市販のBタンク用動力ユニットに車体をかぶせ、B20風のスタイルにしました。構造さえ決めてしまえばとてもあっさりできました。


構造を考える

雨宮タイプBタンク用

今年春にトーマモデルワークスより、楽しみにしていた雨宮タイプBタンク用動力ユニットが発売されました。

これを利用してすでにB20を製作された方もきっといらっしゃると思います。私も前からやりたかったのですけども、自分の頭では細いボイラーに動力を収める方法がすぐ考え付かなかったため、現実逃避して楽なC53などを先に作っていました。

動力との組み合わせ

青い部分がトーマモデルワークスの動力ユニット、赤い部分が製作するB20のボディーです。
モーターがはみ出すのなら、無理にカバーせずはみ出させておこうということにしました。マイクロエースの蒸機の車高下げと考えが同じです。

B20のボイラーは細いものの、幸いボイラー中心がモーターの中心軸より少し高いため、上半分だけ作ればごまかせそうに思えました。それにしてもギリギリです。

作図したB20

サイドタンクを消した図です。こんなふうに、ボイラー下半分にモーター受けをはみ出させます。

初めボイラーの高さのみスケールとし、幅をうんと太くデフォルメしてモーターに被せることも考えましたが、相当広げないと無理のためあきらめました。
何も考えずに1/150で作るほうがデザインが楽ですからね。

作図したB20の側面図

サイドタンクがあるために、真横から見るとモーターの大部分が隠れ、それほど見苦しさはなさそうです。

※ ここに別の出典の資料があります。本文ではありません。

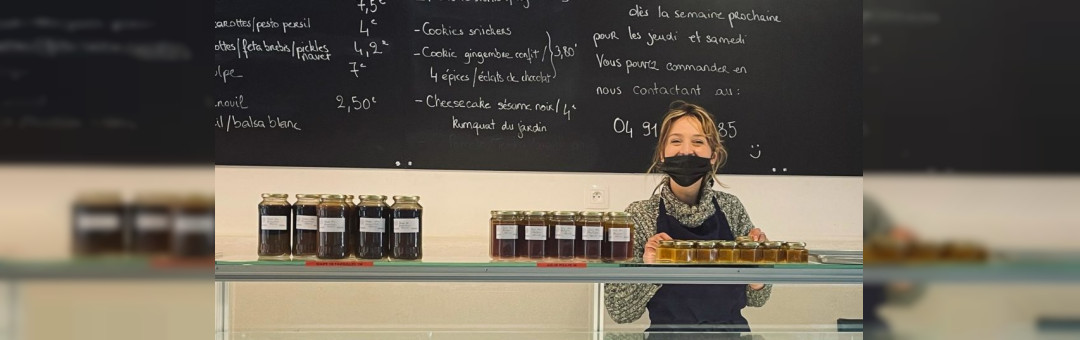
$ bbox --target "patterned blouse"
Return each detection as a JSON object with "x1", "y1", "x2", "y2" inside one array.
[{"x1": 604, "y1": 178, "x2": 772, "y2": 324}]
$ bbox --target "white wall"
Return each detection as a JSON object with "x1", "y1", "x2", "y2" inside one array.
[{"x1": 215, "y1": 166, "x2": 863, "y2": 331}]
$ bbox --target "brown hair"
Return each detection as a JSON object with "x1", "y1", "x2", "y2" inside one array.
[{"x1": 646, "y1": 100, "x2": 728, "y2": 187}]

動輪のホイールベースやバルブギヤーは実際のB20とは異なりますし、極力動力部をそのまま使う方針のためにB20と完全同一ではありませんが、それを除けばシルエット上はB20にすることができます。

ランボード前側

図で赤く塗った、動力部の床板の前側をカットすればもう少しB20に近づきますが、ここはそのまま残しました。切りたくなったらいつでもできますし。ただ、蒸気管を通す丸穴は開けます。

シリンダーの幅が広いので蒸気管が蒸気室の真上に来ないため、そこがよく見えないようごまかす意味もあります。

造形と組み立て

パーツ構成

パーツ構成は、トーマモデルワークスの製品にならい、図のようにしました。
一体のボイラー、前端梁、キャブ内のギヤカバー、ナンバープレートの4パーツです。

後部カプラーはNo.2001です。いつもの短ではなく長を使いました。雨宮タイプBタンクよりも少し車体が後方に長くなるためです。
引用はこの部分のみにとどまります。